Building a Linear Regression Model from Scratch in Python

Linear regression is one of the foundational algorithms of machine learning and data science. It’s a simple, yet powerful predictive modeling technique that allows for understanding relationships between variables. In the context of machine learning, linear regression uses the relationship data to forecast or predict the output.

In this article, we aim to lay a solid foundation for understanding linear regression, and how to implement it from scratch in Python. We also assume the reader has a basic understanding of Python and elementary concepts of statistics.

Table of Contents

1. Introduction
2. Understanding Linear Regression
   • Simple Linear Regression
   • Multiple Linear Regression
3. Mathematical Overview
4. Building a Linear Regression Model from Scratch
5. Implementation in Python
6. Testing the Model
7. Conclusion

Introduction

Python is a versatile language with a rich data science ecosystem. It provides an extensive array of libraries and tools for machine learning and data wrangling, but nothing quite hones your understanding of a subject like building from the ground up.

Let’s start by discussing what linear regression is.

Understanding Linear Regression

Linear regression is a type of regression analysis where the relationship between the dependent variable and the independent variable is linear. Here:

• Dependent Variable: The main factor that you’re trying to understand or predict.
• Independent Variable: The factors that you will leverage to understand or predict the dependent variable.

Simple Linear Regression

Simple linear regression uses one independent variable to explain or predict the outcome of the dependent variable Y, while more complex models include two or more independent variables.

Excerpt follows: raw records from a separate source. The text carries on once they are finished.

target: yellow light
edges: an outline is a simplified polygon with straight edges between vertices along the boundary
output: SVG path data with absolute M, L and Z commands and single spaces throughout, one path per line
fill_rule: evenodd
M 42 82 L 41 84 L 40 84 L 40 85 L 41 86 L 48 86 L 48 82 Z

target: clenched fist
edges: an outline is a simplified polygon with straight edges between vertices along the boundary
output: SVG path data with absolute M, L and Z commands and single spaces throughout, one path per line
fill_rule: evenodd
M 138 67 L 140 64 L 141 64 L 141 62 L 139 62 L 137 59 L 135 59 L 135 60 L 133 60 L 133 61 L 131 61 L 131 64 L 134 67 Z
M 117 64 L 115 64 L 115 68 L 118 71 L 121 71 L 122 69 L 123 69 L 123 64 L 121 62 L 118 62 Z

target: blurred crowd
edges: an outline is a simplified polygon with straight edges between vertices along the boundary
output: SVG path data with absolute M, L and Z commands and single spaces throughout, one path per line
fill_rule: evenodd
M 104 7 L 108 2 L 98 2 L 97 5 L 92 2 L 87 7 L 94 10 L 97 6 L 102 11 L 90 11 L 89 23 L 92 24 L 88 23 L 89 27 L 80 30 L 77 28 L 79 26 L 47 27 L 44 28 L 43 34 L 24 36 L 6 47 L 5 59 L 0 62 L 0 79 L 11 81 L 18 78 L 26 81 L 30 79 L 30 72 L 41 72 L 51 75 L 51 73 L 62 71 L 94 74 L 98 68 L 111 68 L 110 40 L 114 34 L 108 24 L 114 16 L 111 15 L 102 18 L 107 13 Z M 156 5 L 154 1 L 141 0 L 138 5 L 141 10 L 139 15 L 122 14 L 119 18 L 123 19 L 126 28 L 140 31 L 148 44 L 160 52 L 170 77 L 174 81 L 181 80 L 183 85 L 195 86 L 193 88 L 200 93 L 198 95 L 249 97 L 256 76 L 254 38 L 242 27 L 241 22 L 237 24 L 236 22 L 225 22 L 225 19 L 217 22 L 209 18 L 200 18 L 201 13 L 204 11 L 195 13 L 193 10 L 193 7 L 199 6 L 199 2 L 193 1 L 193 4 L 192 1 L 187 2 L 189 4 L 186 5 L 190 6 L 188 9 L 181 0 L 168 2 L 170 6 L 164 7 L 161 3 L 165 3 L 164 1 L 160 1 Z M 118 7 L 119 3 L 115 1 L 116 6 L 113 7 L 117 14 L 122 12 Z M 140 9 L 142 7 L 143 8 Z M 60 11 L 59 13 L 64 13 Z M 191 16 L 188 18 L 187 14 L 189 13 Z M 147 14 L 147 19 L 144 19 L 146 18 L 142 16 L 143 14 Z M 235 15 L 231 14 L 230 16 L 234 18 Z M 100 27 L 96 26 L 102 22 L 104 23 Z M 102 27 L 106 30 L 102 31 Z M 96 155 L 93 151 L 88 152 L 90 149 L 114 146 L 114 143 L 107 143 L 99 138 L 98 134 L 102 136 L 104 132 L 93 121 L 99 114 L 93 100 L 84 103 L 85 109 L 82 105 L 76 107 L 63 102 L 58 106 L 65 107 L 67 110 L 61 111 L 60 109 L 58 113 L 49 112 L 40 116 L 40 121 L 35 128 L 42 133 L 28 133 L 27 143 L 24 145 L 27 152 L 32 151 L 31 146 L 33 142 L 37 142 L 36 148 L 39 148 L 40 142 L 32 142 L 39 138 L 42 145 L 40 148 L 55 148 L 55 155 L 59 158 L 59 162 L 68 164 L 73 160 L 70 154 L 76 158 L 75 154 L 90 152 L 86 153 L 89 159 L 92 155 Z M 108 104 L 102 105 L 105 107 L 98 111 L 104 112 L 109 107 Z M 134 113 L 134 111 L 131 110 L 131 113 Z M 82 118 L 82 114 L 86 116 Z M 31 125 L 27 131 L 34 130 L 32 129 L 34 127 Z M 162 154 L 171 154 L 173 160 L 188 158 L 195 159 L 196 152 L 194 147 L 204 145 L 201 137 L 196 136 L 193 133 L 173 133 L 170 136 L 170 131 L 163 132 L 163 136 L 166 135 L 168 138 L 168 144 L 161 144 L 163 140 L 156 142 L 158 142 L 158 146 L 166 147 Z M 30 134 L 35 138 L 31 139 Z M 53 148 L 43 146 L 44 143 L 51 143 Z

Multiple Linear Regression

Multiple linear regression attempts to model the relationship between two or more features and a response by fitting a linear equation to observed data. Hence, a larger number of independent variables are associated with the dependent variables.

Mathematical Overview

The foundation of any linear regression model is the equation: y = mx + c.

However, in the case of multiple linear regression, the equation becomes y = m1x1 + m2x2 + m3x3 + ... + c where y is the dependent variable, m is the model coefficient, and c is the constant.

Linear Regression’s primary objective is to minimize the total sum of the squared difference between the actual value y and the value predicted by our model y predicted.

Building a Linear Regression Model from Scratch

Let’s walk through the steps to build a simple linear regression model from scratch.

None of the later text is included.